However, I'm afraid I don't understand something - the way functions are supposed to be passed around in VC2010.
I want to thank Washu for his article on functional programming. From there, I get the idea that functors work just like everything else. They can be passed by reference such as in [font=courier new,courier,monospace]MulticastEvent::AddHandler[/font] or by value, by storing in [font=courier new,courier,monospace]std::vector<EventSignature>[/font].
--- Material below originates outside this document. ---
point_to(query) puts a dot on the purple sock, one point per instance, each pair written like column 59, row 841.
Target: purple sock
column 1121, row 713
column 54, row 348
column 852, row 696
Great, but I'm having some difficulty in understanding a behavior here.
Consider:
#include <iostream>
#include <functional>
using namespace std;
typedef function<void()> PrintFunc;
void Nothing(const PrintFunc &blah) {
blah();
}
void Nothing_value(const PrintFunc blah) {
blah();
}
struct Callbacks {
PrintFunc const& func; // (2)
Callbacks(PrintFunc const& call) : func(call) { }
};
int main() {
auto lines = []() { cout<<"- - - - - -"<<endl; };
auto dots = []() { cout<<". . . . . ."<<endl; };
Nothing(lines);
Nothing_value(dots);
{
Callbacks one(lines); // (1)
one.func();
}
{
Callbacks two(dots);
two.func();
}
return 0;
}
Everything seems to be fine up to line (1). Here, I suppose I have a complex function taking lots of callbacks I want to encapsulate in a single struct, similarly to how C# dispatches events via delegates as far as I've understood.
The result of this code is that the reference contained in the struct won't be initialized correctly. It is not initialized even immediately after creation. The situation shows in the debugger as attached.
However, if I change line (2) to value type, everything works as expected.
Is this a quirk in the compiler or am I missing something?